Искалеченный хранитель молчал.
Молчали и воины, пришедшие с Чурыней. Гридень Коловрата, из меньших, Верешко назвищем. И сторонники… или живые, как их называли в дружине, отличая и от поднятых, и от своих – прошедших Пертов угор.
Вятич Налист.
Вятич Заруба.
Русин Горазд из Москова.
Русин Перегуда из Углича.
Братья-голядины – Ачкас с Игамасом.
И бывший гридень Роман.
Ворота старостина двора стояли распахнуты настежь. Во дворе лежали двое молодых парней – и женщины. Одно было хорошо – одежда на женщинах была нетронута. Ночные исчезновения десятков и сотен, а после – рассказы отпущенных живьём сделали свое дело – чужаки больше не отходили от орды дальше, чем на день пути, и, отходя, старались не задерживаться лишнего мига. На потеху с бабами больше времени не теряли.

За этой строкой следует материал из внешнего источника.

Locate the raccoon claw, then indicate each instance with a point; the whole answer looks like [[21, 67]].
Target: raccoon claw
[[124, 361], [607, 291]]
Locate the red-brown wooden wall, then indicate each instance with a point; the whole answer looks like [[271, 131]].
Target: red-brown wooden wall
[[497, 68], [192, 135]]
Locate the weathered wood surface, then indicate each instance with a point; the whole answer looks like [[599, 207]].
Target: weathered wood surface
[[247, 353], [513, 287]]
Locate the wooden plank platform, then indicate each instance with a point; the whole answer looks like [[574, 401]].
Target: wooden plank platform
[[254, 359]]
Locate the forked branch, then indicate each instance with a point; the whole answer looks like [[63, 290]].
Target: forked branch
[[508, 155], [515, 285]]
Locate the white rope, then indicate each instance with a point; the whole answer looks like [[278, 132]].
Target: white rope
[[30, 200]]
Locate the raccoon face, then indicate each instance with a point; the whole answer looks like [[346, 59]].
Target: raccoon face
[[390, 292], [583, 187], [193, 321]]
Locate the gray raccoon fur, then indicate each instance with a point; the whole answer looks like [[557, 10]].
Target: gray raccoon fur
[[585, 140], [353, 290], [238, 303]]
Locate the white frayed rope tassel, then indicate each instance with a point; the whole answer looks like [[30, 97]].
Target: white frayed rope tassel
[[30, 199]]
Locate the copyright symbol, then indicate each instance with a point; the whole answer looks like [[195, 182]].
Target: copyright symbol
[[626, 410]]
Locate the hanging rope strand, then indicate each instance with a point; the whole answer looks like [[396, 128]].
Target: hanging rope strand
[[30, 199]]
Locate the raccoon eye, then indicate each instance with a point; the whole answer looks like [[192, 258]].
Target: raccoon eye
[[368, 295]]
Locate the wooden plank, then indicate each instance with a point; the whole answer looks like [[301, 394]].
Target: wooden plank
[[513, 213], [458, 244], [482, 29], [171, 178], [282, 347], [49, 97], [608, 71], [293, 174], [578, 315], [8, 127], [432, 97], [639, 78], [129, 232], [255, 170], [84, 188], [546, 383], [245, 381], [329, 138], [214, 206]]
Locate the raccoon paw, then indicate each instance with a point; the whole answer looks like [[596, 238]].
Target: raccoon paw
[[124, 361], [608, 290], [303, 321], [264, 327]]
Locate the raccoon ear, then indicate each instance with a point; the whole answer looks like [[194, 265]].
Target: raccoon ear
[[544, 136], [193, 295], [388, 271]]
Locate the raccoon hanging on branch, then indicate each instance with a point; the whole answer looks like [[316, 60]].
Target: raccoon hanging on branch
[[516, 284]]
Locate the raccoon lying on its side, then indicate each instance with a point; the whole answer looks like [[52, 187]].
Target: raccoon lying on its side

Их просто убивали на месте.
Переглянулся с Верешком.
«Ну… давай, что ли…»
«С Хозяином!»
Губы – уже привычно – зашептали Навье слово. Привычно холод и онемение поползли по гортани, по небу, по языку… будто жевал крепкую мяту пополам с полынью.
Каждый раз, произнося эти слова, каждый раз, поднимая ими мёртвого, подчиняя зверя или птицу, он чувствовал, что стена, отделяющая его от живых, растет и крепнет, отращивая всё новые прясла, башни и заборола. То же самое было, когда поднимался после смертельных для живых ударов, заращивал губительные раны.
Пища, кроме поминальной, уже давно не лезла в горло, казалась прогорклой и сухой, будто комья золы. Обереги на запястьях, подоле, вороте пришлось срезать ножом – жглись, как крапива. Солнце, после первых попыток поднимать мертвецов всего лишь казавшееся слишком ярким, теперь обжигало кожу.
Зато после лютой сечи приходила тяжёлая сдобная сытость.
Зато даже в безлунную ночь видишь едва ли не лучше, чем раньше – днем.
Зато живых чужаков, затаившихся среди трупов, он просто видел, да и вообще живых в спящем холодным сном лесу стал замечать издалека…
Он сам выбрал эту дорогу. Он выбрал ее, хотя Тот, Кого теперь и ему приходилось величать Хозяином, там, на Пертовом угоре, показал ему в котле горящий Чернигов, последнюю ярость брошенных князем и владыкой людей, копоть и кровь на мёртвых лицах…
Ты можешь уйти, сказал ему Хозяин. Можешь уйти от них, спасать свой город.
Он колебался. Это было всего мгновение, но было – целое мгновение перед тем, как сказать: «Я дал им слово. Я ел их хлеб. И каждый враг, которого я убью здесь, – это тот, кто уже не придет жечь и убивать к моему дому».
Ты так решил, сказал Хозяин.
Потом был Котел. Котел, повязавший его с чужим краем и чужим городом – десятками и сотнями смертей. Десятками и сотнями непрожитых жизней.
…Ты верно выбрал, сказали ему после Котла. Уйди ты с Пертова угора – не ушёл бы дальше Оки. Лег бы, напоровшись на отбившихся от орды чужаков.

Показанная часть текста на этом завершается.